In a Single-Byte Character Set (SBCS), one 8-bit byte is used to represent a single character. This means there are only 256 possible bit patterns or code points available to represent a character. All Western languages can be represented by an SBCS character set.

A Double-Byte Character Set (DBCS) uses two bytes to represent a single character, providing a theoretical maximum of 65536 characters. In practice, DBCS character sets contain far fewer than 65536 characters.

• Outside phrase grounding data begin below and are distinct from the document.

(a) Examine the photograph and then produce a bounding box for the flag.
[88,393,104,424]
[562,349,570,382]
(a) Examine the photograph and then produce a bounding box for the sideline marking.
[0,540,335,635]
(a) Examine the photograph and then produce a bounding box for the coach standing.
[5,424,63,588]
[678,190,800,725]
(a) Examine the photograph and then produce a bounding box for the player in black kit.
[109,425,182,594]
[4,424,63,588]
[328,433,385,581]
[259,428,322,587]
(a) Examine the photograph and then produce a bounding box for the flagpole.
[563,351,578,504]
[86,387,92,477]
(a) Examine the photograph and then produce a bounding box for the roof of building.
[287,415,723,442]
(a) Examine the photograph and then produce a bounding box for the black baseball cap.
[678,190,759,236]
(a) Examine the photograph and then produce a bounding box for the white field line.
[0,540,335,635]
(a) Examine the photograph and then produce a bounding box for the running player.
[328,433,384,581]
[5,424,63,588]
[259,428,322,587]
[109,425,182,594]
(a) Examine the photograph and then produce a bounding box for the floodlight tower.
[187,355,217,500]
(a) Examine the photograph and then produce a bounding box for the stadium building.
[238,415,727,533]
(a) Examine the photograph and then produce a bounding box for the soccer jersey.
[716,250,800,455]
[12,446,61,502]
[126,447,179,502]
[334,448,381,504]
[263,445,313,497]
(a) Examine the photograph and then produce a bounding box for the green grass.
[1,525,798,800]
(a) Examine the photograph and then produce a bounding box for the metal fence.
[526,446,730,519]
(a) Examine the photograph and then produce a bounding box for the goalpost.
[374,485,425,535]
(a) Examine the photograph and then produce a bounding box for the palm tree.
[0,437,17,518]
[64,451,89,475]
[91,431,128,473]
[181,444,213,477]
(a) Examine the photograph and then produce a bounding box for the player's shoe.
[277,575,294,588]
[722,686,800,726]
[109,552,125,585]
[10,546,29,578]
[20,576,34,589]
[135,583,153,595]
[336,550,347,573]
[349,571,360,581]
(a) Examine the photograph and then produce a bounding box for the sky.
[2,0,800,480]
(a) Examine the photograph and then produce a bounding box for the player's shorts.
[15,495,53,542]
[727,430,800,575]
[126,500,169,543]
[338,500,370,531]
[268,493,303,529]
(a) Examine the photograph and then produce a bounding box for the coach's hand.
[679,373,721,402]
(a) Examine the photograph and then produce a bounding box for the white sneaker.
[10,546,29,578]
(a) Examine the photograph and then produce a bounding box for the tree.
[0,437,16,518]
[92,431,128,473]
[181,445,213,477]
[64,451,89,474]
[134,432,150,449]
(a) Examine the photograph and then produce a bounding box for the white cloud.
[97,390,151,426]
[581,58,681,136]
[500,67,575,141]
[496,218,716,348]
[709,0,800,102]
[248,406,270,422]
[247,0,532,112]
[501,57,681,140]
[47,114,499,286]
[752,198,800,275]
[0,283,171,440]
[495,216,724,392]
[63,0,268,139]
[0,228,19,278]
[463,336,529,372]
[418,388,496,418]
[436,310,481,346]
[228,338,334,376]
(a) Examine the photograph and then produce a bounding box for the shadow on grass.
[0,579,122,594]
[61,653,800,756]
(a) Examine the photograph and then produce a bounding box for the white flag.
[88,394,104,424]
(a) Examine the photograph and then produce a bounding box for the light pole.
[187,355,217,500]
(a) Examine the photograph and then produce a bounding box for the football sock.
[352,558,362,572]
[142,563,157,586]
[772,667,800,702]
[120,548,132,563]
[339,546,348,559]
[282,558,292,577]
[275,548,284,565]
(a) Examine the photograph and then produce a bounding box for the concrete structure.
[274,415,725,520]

Eastern languages such as Japanese Kanji, Korean Hangeul, and traditional Chinese require a DBCS character set.

A collection of all of 256 (for SBCS) or 65536 (for DBCS) code points and their corresponding individual character assignments are called a code page.

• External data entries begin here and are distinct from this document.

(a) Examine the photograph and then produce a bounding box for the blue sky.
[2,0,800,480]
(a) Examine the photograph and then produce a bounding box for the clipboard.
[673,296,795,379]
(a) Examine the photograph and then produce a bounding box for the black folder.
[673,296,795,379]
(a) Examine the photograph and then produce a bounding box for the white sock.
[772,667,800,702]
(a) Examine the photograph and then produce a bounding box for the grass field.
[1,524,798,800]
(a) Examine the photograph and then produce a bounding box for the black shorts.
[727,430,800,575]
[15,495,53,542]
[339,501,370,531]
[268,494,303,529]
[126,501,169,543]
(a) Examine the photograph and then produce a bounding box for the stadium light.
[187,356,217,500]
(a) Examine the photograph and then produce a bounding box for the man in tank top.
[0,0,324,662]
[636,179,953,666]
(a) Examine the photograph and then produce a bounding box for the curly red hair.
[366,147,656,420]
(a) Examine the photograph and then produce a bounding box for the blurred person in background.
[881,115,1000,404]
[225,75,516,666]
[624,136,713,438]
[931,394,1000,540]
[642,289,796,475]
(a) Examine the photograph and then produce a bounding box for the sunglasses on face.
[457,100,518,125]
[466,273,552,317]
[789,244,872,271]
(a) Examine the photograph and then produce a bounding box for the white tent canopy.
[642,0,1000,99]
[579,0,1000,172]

While it is true that always using a universal DBCS character set such as Unicode would eliminate the need to perform EBCDIC-ASCII translation, most of the operating systems and standard TCP/IP application protocols in use today were developed before the advent of DBCS. As a consequence, every country or common geographic region developed its own country-specific SBCS code page, particularly in the EBCDIC environment. Characters were deleted, added, and their order changed.

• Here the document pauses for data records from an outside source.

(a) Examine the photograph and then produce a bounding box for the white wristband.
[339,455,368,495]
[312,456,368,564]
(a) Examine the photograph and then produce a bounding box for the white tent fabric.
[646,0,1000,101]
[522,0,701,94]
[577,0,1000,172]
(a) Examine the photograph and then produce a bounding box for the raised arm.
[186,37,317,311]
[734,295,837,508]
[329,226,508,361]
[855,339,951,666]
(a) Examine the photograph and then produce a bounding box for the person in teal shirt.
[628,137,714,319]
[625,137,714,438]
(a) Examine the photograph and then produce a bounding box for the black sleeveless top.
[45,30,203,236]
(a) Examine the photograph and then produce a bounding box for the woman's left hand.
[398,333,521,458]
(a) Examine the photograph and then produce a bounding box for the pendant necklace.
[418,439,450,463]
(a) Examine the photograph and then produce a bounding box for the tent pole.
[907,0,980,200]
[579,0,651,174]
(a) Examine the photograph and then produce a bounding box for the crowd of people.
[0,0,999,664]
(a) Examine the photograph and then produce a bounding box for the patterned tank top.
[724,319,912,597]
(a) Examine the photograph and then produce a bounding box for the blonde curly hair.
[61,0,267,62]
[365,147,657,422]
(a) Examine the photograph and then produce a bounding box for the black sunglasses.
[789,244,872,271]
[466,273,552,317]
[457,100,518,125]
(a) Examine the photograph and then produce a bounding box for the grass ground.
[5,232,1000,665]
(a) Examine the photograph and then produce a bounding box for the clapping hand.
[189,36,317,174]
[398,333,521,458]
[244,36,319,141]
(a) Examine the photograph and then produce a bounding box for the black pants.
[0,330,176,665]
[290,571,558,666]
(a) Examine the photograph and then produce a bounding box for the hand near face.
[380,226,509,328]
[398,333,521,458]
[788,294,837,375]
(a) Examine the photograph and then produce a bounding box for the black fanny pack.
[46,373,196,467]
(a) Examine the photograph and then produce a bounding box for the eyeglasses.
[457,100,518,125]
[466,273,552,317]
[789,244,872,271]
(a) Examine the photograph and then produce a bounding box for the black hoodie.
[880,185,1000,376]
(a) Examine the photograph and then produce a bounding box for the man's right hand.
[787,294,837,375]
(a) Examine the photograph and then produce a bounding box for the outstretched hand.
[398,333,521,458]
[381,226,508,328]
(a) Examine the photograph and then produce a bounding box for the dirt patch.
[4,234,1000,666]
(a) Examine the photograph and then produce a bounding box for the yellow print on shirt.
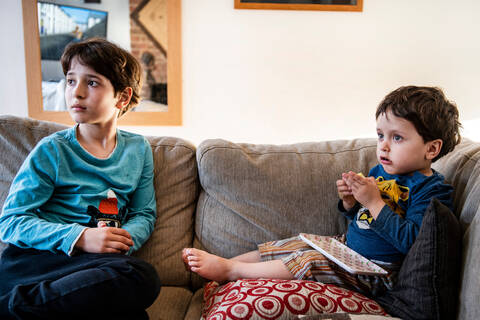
[357,207,374,226]
[356,176,409,229]
[375,176,409,217]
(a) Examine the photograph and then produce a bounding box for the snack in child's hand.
[338,172,364,199]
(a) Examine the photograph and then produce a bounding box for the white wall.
[0,0,28,117]
[2,0,480,145]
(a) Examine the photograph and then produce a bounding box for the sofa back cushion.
[0,115,198,287]
[0,116,68,253]
[135,136,198,286]
[0,116,67,206]
[195,138,378,258]
[432,139,480,319]
[433,139,480,229]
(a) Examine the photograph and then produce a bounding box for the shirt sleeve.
[0,139,86,255]
[369,178,453,254]
[122,139,157,254]
[337,199,360,220]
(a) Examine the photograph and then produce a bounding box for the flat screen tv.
[38,1,108,61]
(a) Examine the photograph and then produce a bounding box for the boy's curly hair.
[376,86,461,162]
[61,38,142,117]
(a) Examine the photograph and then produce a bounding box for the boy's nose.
[380,140,390,151]
[72,83,86,98]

Consequently, it is necessary to understand and manage the use of code pages. To assist in that effort, IBM® has assigned a unique number to many of the EBCDIC and ASCII code pages you will use. The specific code page translations provided with TCP/IP are listed in Table 1. Facilities are provided so that you may supplement the translations provided by IBM with your own.

The TCP/IP translation tables convert data from one code page to another, so the table you choose depends on the code pages being used by the systems involved and your knowledge of how a file was created.

It is important to recognize that changing the default translation table for servers such as FTP and NFS can corrupt data in a file if that file is uploaded and downloaded using different translation tables. (This does not apply to binary transfers, of course.)